He nodded, his gray eyes very bright. “I’ve got one more crazy hunch to check out.”

Lucy knew better than to ask him any questions at a time like this. She went into her bedroom and emerged with a brown paper bag large enough to hold the hat without crushing it too much. Shayne tossed off the rest of the drink and they went out together.

The Grogan address on 16th street proved to be an old two-story stucco building that had been divided into four apartments. When he stopped in front of it Lucy told him, “She said it was the downstairs front. Do you want me to come in, Michael?”

He said, “I’ll be only a few minutes,” and got out briskly and went up the walk to the lighted front porch.

Mrs.
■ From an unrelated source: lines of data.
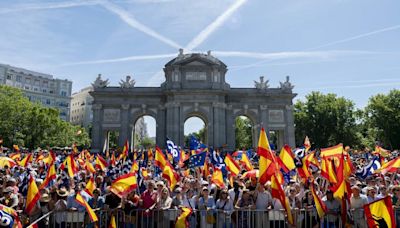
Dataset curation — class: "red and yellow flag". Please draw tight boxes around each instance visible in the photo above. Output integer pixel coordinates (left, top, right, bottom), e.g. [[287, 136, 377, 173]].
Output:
[[108, 214, 117, 228], [224, 154, 240, 176], [364, 196, 396, 228], [85, 177, 96, 196], [162, 163, 179, 191], [39, 163, 57, 189], [175, 207, 192, 228], [25, 175, 40, 214], [75, 192, 99, 222], [257, 128, 278, 185], [211, 169, 225, 189], [154, 147, 168, 170], [279, 145, 296, 173], [19, 153, 33, 167], [240, 152, 254, 171], [110, 173, 137, 198], [310, 183, 327, 218], [271, 174, 294, 225], [375, 157, 400, 175]]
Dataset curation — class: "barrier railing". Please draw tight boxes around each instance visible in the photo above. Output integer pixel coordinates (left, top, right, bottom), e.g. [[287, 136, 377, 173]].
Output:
[[27, 209, 400, 228]]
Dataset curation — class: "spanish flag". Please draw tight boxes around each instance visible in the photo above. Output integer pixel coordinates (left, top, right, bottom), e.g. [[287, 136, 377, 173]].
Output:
[[154, 147, 168, 170], [175, 207, 192, 228], [110, 173, 137, 198], [279, 145, 296, 173], [162, 163, 179, 191], [85, 177, 96, 196], [364, 196, 396, 228], [240, 152, 254, 171], [257, 128, 278, 185], [19, 153, 33, 167], [75, 192, 99, 222], [39, 163, 57, 189], [25, 175, 40, 214], [375, 157, 400, 175], [95, 154, 107, 170], [211, 168, 225, 189], [310, 183, 327, 218], [224, 154, 240, 176], [271, 174, 294, 225], [108, 214, 117, 228]]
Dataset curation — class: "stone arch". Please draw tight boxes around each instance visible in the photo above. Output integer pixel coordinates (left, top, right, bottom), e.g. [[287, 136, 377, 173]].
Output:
[[233, 109, 261, 148]]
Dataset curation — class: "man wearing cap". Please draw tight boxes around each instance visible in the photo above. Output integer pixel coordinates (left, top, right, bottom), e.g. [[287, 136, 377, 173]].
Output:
[[0, 186, 18, 209], [350, 185, 368, 228]]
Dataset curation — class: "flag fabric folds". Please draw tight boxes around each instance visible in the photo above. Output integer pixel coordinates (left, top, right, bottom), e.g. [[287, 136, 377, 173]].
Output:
[[39, 164, 57, 189], [225, 154, 240, 176], [240, 153, 254, 171], [279, 145, 296, 172], [75, 192, 99, 222], [25, 175, 40, 214], [364, 196, 396, 228], [110, 173, 137, 198], [175, 207, 192, 228]]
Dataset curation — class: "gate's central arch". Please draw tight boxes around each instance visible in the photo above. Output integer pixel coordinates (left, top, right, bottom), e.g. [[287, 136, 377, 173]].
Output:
[[91, 50, 296, 150]]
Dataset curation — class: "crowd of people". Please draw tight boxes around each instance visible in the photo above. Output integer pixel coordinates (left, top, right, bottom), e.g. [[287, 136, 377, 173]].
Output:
[[0, 143, 400, 228]]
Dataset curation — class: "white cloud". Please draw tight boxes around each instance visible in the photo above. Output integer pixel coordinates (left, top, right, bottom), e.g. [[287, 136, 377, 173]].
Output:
[[101, 1, 182, 48]]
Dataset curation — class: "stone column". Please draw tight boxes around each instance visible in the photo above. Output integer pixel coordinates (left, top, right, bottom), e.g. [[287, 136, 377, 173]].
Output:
[[118, 104, 131, 147], [225, 105, 236, 150], [285, 105, 296, 147], [92, 104, 104, 152]]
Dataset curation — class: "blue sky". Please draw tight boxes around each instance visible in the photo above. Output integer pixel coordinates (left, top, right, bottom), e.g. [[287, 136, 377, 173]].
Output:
[[0, 0, 400, 136]]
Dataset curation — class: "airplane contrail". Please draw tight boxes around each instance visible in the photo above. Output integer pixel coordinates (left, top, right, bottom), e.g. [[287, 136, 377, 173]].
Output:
[[307, 25, 400, 50], [147, 0, 247, 86], [0, 0, 100, 14], [60, 53, 176, 66], [185, 0, 247, 51], [100, 1, 182, 49]]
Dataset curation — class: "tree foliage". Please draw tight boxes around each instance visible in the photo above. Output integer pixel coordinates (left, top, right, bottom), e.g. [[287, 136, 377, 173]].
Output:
[[365, 90, 400, 149], [294, 92, 361, 147], [0, 85, 90, 149], [235, 116, 253, 149]]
Grogan opened a side door on the left and peered out at him as he opened the front door. She said anxiously, “I thought that’d be you, Mr. Shayne. You brought news of Joe?”

Shayne shook his head and told her gently, “I’m afraid it’s going to be bad news when I do bring it, Mrs. Grogan. May I come in a minute?”

She stepped back to let him enter a shabby but pleasant sitting room, saying unhappily, “I’ve been getting that feeling more and more. Seemed like I just couldn’t go to work tonight. When your secretary called me… why did she want to know if Joe is left-handed? Like I told her, he just couldn’t do anything with his left hand.”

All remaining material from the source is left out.